The Programme for Integrated Child Health (PICH) has been developed to help trainees to better understand and start practising integrated child health care. It has now been expanded to welcome both paediatric and general practice trainees and applications are considered from anyone interested in child heath who meets the entry criteria below. This programme provides a framework and inspiration for trainees to develop these competencies in collaboration with their current place of training. The programme designed by the London School of Paediatrics, is now a collaboration between the LSP and the London South Bank University. It has created a community of practice of enthusiasts for integrated child health who teach and lead the programme.
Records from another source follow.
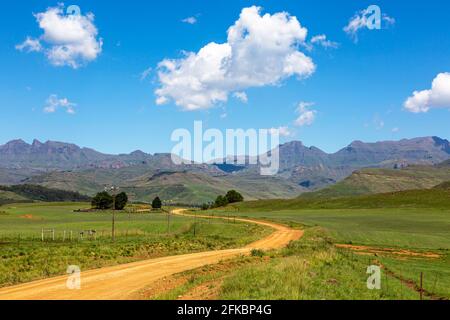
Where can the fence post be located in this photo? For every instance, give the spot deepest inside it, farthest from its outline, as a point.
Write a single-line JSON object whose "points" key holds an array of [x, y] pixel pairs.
{"points": [[421, 286]]}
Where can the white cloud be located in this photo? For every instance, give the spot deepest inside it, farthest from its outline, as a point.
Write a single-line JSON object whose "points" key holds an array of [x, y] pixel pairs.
{"points": [[322, 40], [53, 103], [242, 96], [281, 131], [30, 45], [261, 50], [68, 40], [190, 20], [437, 97], [367, 19], [306, 116]]}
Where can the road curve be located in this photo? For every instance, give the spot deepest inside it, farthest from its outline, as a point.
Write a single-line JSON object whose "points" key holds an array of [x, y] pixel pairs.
{"points": [[124, 282]]}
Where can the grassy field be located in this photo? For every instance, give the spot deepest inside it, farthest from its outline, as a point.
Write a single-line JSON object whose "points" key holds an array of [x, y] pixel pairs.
{"points": [[397, 230], [311, 269], [24, 257]]}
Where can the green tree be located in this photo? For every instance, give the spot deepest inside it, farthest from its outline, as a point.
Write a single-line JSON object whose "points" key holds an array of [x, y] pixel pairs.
{"points": [[233, 196], [157, 203], [221, 201], [121, 201], [102, 201]]}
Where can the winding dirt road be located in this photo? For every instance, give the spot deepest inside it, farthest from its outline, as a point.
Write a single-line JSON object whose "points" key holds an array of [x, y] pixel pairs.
{"points": [[124, 282]]}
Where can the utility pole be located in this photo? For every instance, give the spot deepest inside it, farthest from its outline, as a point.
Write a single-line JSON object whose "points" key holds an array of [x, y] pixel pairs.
{"points": [[168, 222]]}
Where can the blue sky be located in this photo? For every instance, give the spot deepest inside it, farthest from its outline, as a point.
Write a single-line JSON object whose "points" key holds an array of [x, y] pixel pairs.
{"points": [[358, 88]]}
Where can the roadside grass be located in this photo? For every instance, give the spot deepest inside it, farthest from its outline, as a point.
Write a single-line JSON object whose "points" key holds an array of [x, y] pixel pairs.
{"points": [[420, 228], [436, 273], [138, 236], [417, 229]]}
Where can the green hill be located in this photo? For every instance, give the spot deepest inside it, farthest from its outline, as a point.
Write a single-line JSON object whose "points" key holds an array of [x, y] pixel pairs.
{"points": [[426, 198], [143, 184]]}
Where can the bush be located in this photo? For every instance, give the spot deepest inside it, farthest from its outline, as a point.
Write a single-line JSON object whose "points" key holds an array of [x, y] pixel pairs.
{"points": [[121, 201]]}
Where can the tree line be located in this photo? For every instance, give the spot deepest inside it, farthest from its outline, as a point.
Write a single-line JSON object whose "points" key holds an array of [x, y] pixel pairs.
{"points": [[105, 201]]}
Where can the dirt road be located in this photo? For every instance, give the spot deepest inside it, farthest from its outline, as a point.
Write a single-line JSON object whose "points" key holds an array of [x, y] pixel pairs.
{"points": [[125, 281]]}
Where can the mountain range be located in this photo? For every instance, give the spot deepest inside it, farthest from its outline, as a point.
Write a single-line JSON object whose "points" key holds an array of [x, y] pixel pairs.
{"points": [[302, 169]]}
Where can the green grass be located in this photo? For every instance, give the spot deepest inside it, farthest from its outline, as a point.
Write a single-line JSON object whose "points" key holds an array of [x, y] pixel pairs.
{"points": [[310, 269], [415, 220], [438, 198], [24, 257]]}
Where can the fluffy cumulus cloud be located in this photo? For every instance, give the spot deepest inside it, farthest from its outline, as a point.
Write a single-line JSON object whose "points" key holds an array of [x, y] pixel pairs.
{"points": [[370, 18], [306, 116], [67, 40], [281, 131], [54, 103], [436, 97], [261, 50], [242, 96]]}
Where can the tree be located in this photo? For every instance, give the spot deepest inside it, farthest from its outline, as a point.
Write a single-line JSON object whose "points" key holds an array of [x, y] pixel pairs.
{"points": [[221, 201], [233, 196], [102, 201], [121, 201], [157, 204]]}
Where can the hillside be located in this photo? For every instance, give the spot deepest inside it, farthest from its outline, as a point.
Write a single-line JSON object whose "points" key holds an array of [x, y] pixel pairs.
{"points": [[302, 169], [372, 181], [176, 186]]}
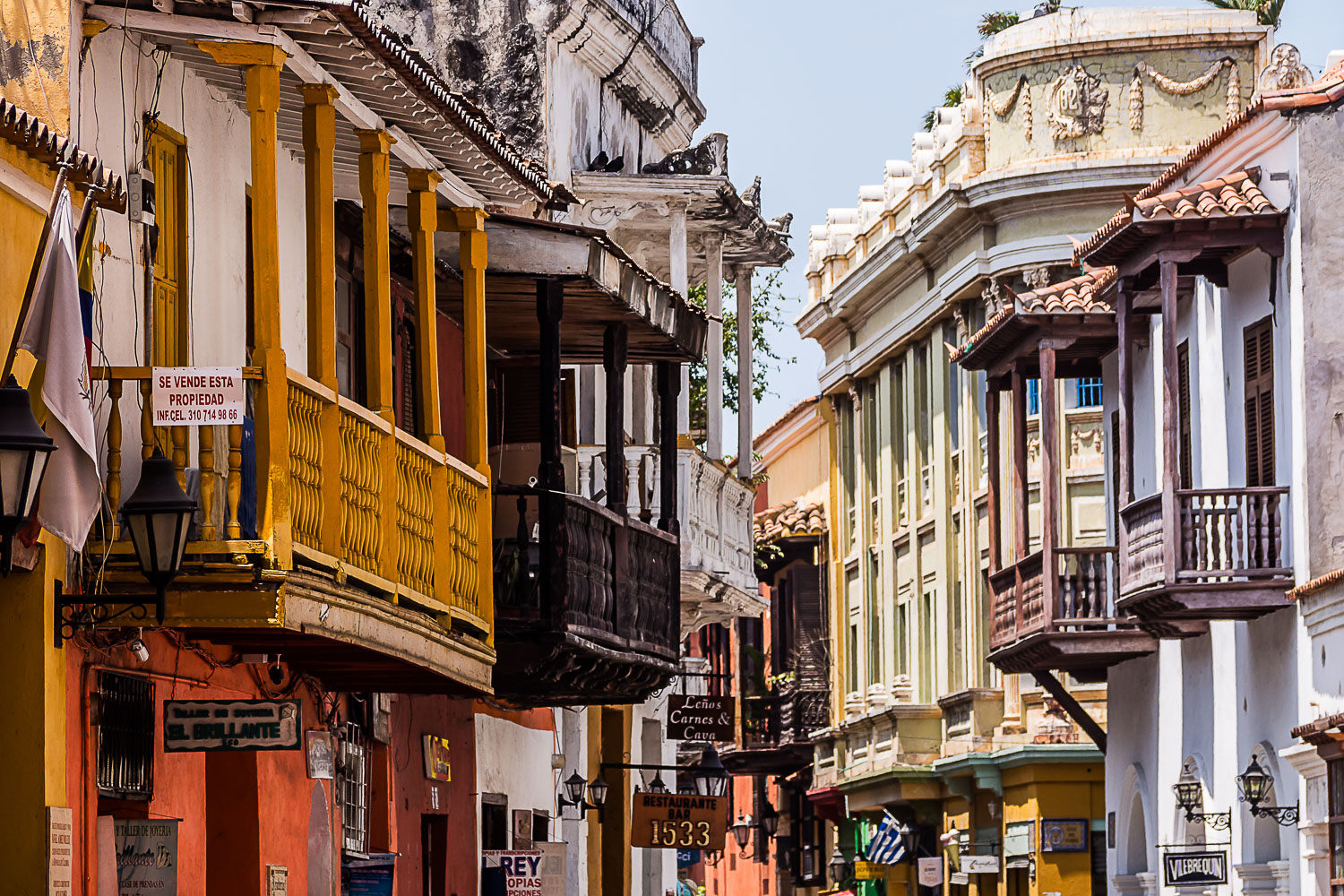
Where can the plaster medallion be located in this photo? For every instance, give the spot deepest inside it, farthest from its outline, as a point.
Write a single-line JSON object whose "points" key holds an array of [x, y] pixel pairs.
{"points": [[1077, 105], [1285, 70]]}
Introduction to the Course

This programme will run over 10 months alongside your clinical work. It is aimed at anyone passionate about integrated child health who has the time and energy to commit to our ambitious programme.

This website provide details of the programme and background information on integrated child health. We will give you some examples and ideas for projects around the key themes of this programme, as well as links and resources providing additional reading material. There is a ‘structured reflective portfolio’ in the resources section for you to log your activities, projects, and guided reflections.
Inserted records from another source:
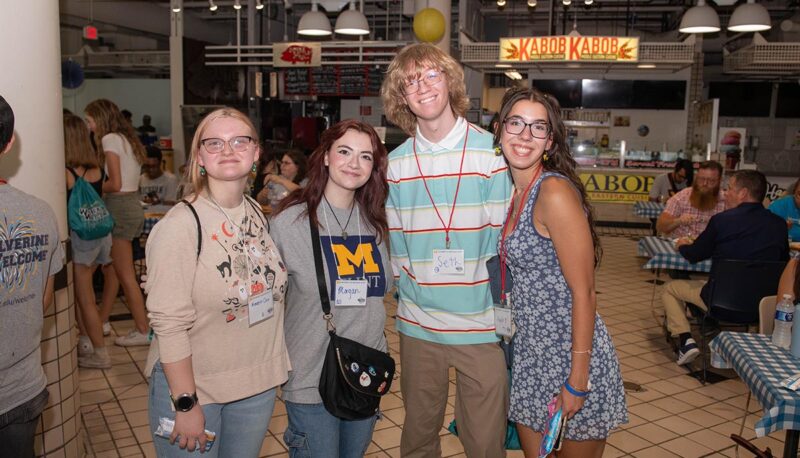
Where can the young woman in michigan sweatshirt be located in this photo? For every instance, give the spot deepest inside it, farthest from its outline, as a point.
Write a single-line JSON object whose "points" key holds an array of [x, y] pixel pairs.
{"points": [[219, 351], [344, 198]]}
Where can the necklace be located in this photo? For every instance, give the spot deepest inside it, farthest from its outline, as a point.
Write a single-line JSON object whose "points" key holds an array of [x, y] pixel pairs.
{"points": [[352, 207]]}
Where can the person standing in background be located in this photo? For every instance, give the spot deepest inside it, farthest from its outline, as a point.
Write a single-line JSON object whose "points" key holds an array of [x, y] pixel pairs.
{"points": [[30, 256], [448, 192], [788, 208], [157, 186], [84, 161], [124, 155]]}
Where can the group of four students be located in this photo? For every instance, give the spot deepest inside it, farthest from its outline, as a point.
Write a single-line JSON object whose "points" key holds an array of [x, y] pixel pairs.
{"points": [[234, 310]]}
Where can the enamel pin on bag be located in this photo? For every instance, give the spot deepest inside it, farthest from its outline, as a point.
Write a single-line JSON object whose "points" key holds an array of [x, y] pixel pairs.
{"points": [[354, 376]]}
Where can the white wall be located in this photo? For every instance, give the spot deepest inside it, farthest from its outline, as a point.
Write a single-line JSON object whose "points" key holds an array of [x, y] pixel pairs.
{"points": [[139, 96], [667, 128]]}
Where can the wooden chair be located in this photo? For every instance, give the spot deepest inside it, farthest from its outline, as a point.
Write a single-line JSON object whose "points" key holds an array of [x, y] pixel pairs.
{"points": [[737, 286]]}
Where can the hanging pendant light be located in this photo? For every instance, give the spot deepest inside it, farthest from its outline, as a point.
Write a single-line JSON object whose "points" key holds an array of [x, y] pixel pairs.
{"points": [[314, 23], [700, 18], [352, 22], [750, 17]]}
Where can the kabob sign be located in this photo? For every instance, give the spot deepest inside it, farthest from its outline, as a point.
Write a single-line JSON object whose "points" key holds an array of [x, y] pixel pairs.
{"points": [[569, 48]]}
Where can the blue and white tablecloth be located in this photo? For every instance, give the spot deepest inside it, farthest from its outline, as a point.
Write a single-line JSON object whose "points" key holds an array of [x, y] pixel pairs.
{"points": [[647, 209], [762, 366], [663, 255]]}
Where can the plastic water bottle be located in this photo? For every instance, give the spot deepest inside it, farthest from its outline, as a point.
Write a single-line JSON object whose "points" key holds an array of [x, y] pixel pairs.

What will the programme involve?

This is a self-directed learning programme focussed on integrated care located largely across general practice and hospital or community/developmental  paediatrics, with an emphasis on active participation to encourage and enhance individual learning experiences. At the launch event you will be introduced to the concept of integrated care and you will have the opportunity to meet your peer participants, and the faculty.
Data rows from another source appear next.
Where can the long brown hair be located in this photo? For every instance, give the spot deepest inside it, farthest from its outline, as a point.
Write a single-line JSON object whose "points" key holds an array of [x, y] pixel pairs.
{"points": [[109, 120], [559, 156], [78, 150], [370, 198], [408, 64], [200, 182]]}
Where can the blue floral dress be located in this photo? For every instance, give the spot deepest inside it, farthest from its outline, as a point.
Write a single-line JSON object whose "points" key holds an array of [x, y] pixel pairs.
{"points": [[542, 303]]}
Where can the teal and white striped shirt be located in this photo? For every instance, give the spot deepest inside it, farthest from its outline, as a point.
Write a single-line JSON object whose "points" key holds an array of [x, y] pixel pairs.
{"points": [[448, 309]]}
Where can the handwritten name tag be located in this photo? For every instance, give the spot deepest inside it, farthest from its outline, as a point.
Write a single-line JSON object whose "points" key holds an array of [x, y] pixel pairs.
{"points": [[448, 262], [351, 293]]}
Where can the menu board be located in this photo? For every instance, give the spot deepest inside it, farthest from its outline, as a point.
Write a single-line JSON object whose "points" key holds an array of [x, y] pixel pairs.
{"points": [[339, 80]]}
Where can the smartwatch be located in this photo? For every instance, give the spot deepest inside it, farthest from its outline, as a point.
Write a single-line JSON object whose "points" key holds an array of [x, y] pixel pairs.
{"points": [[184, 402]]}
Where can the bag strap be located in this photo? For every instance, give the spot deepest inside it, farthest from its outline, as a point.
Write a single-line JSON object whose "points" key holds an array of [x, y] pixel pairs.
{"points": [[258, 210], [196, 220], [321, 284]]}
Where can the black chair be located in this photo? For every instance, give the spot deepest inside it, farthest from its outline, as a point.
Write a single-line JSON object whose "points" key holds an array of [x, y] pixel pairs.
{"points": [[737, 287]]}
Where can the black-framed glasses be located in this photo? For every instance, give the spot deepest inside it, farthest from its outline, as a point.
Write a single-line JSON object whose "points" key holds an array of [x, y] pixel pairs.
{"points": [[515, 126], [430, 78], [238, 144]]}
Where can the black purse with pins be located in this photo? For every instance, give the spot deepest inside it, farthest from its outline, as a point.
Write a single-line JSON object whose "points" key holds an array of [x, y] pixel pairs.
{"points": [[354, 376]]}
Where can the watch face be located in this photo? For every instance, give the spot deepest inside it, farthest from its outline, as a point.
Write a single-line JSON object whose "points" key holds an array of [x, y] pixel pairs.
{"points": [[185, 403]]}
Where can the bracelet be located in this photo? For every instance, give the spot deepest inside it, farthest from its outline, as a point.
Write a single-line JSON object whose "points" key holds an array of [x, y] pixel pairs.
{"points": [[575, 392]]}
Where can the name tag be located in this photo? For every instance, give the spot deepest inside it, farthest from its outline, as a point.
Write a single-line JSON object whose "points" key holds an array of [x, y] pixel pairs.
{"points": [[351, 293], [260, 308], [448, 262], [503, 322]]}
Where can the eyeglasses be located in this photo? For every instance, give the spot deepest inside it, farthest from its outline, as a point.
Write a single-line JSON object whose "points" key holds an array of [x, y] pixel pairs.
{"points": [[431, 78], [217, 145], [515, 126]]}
The programme has a fee of £250 payable after you accept your place and enrol with the LSBU. This pays for room hire for the face to face events, light food and drinks.  The fee can be claimed back via the HEE study leave processes for all eligible for this (all paediatric trainees and some GP trainees). For others we have some avenues of funding we are researching, so if the payment is an issue preventing you from participating get in touch and we will do our best to help you find a funding source. Don’t let this stop you applying – get in touch!

PICH is delivered using a blended approach comprising online and workplace learning activities. Work based learning is critical to the learning experience and successful completion, with participants applying knowledge to leadership in integrated child health care in their workplace. The programme is designed using adult learning principles and the participants develop an online learning community. Participants are supported with mentoring and a collaborative learning community.

By the end of the programme, you will:

  • Understand the concept of integrated care.
  • Have worked in an integrated care setting.
  • Be able to access public health data and generate  patient experience data.
  • Understand how to use data for service development and evaluation.
  • Understand the importance of patient experience.
  • Understand how to use patient experience and co-production to improve services.
  • Be able to work and learn across boundaries.

What you need to do in preparation and during the course

In preparation

You will need to:

  • Find and meet your Champion – Identify a suitable senior clinician or manager at your local trust/practice to help you navigate your local landscape (we can help you find someone).
  • Attend the launch event.
  • Contact your rota organiser or manager to free up time for the course.

During the course

You will need to:

  • Attend a minimum of 70% PICH learning seminars (usually 1st Wednesday of month, mostly virtual via zoom).
  • Meet your PICH mentor for a minimum of 3 meetings over the year.
  • Learn about PICH themes through project work.
  • Complete the reflective portfolio

What you need to do to complete the course

Keep a portfolio

We will explain this further at the launch event.

Mini presentation: Prepare this for the following year’s Launch Event (for the next cohort of participants) covering, in 6-8 minutes (with no slides):

  • One aspect of what they did.
  • What they learned.
  • What the challenges were.

Sign off meeting: Finally, a short face to face meeting with two of the course faculty for further discussion and sign off.

Publication and quality improvement work

The BMJ Quality Improvement Programme is an online programme to introduce and guide you through improvement concepts and practices. On completion of your project, you can submit your work to BMJ Quality Improvement Reports journal, and there is a good chance of this being published.

http://quality.bmj.com/

  • These decision making tools from the Health Research Authority are useful.
  • This one helps you decide if your project is research or not.
  • This one helps you decide if you need ethics approval or not. You click through the questions and it gives you a nice print out at the end.
  • This reference gives you further advice on making sure you’ve ticked all the boxes in terms of governance if you are NOT going to ethics.